While ‘Is It Cake? Holiday Special‘ is playing in the background, I thought I’d write about two things that happened this week.


1. “River has told us he swallowed a toy.”

On Wednesday I received a text from school. I’d missed a call earlier and sighed, I had plans that evening, so naturally something had happened.

Here is the exact message:

“The school office has tried to contact you to let you know that River has told us he “swallowed a toy”. He seems fine, he has continued playing and is now having a snack. He has told us it was a “ball” a “marble” a “dice” and a “big bike”. We have dice out in nursery this week but not any marbles or balls? It could have been a ball of playdough?”

I stopped. Re-read it.
He doesn’t swallow toys anymore… does he? A marble? A dice?

I ring Kike, he’s already there.

“He’s fine. He’s right in front of me,” he says.

Then Summer grabs the phone, full of big-sister indignation:

“He hasn’t swallowed anything! He’s been watching ‘There Was an Old Lady Who Swallowed a Fly’ on repeat for days.”

Of course.
I looked again at the message, the part about swallowing a “big bike” suddenly made much more sense. It was actually pretty funny. I laughed imagining myself marching into A&E demanding an X-ray to locate a missing bicycle.

Jokes aside. I was grateful they told us though. Since the tooth incident we’ve asked for updates and genuinely… he could have swallowed something.
When he first started Nursery, we did discover a few digested craft materials.

Fun fact: Our bodies don’t digest fluffy pom poms.


2. The Coat Situation

Winter has arrived and getting the kids out of bed in the cold and dark has become… trickier. Summer hates leaving her warm cave. River doesn’t care, he’s up at 6.30 with his torch.

The main issue, however:
The coat.

A month ago both children got new coats. It was all fine, until suddenly it wasn’t. And River absolutely refuses to wear his.

And I mean refuses: the screams, the tears, the dramatic collapse to the floor.

Kike tried all his usual approaches, removing the iPad, offering gummies, just putting it on him while he screams.
None of it worked.

I tried too.
Still nothing.

So I said:

“He’s not missing school because of a coat. Take him without it.”

Nursery won’t let him outside without one, so now he simply stays indoors. And oddly, he’s fine with that.
Which tells me everything I need to know.


For the last few months I’ve been researching and designing a Sensory Room for school. I spend my evenings reading about dysregulation and how to help children feel safe and secure. I’ve been learning all about the eight senses, yes, eight. The usual five, plus the three sneaky internal ones: balance, body awareness and interoception: the sense that interprets hunger, thirst, pain, fullness.
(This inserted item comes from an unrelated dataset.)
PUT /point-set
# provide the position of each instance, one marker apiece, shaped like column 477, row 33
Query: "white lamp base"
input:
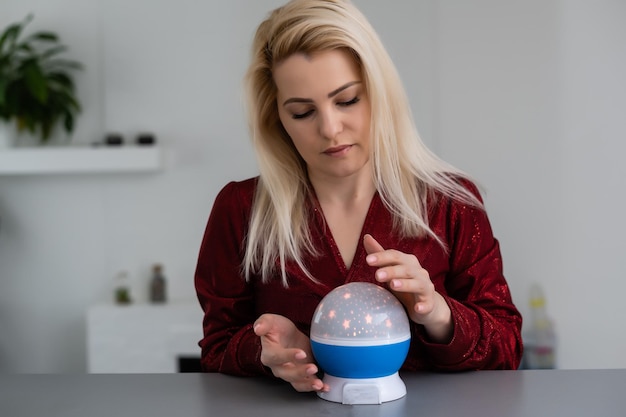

And as I read, so many things from River’s early years suddenly click into place.

When he was two, he once screamed for hours non-stop. Proper, body-shaking, throat-tearing screaming. It was so intense I nearly took him to A&E because I thought something must be really wrong, like he was in unbearable pain.
But no.
He was hungry.
His body simply couldn’t process or communicate it yet.

The toe-walking, the spinning, the jumping. All the stuff that used to puzzle me, now I know he was seeking heavy pressure and movement to regulate himself. To ground himself.

Which brings me back to the coat.

Why should I force him to wear something that is clearly causing dysregulation? A year ago he didn’t have the words and he would’ve just screamed. Today he still can’t explain exactly what’s wrong, but he is communicating and loudly that the coat is wrong for him. So wrong that he skipped going outside at Nursery (his favourite thing to do) rather than put it on.

The coat isn’t a battle of wills. It’s sensory.
I don’t know what’s wrong with it? Maybe the lining, the weight, the warmth, the cut, the zip, the texture, the colour. I may never know.

Is it frustrating? A bit.
A waste of money? Yes, but someone else will use it.
Worth traumatising him over every morning?
Absolutely not.

So the coat has vanished.

Kike’s solution is that he wears his raincoat, which he calls his “shirt” with a scarf and my National Autistic Society beanie. (which I thought was a nice touch) Thermal vests are on the way. It’s an eight-minute walk. He’s not trekking the Alps.

It’s not forever. He went through the no-shoes phase and came out the other side.
We’ll try again with a fleece-type coat in a few weeks.


Lanzarote Loading…

Three weeks until Christmas break and we’re going away again, Lanzarote.
Time to reread the Ibiza part of the blog and remind myself of everything we need to prepare for.
Probably purchase actual suitcases would be a good first step.
But I’m cautiously excited.

And best of all:
He definitely won’t need a coat there.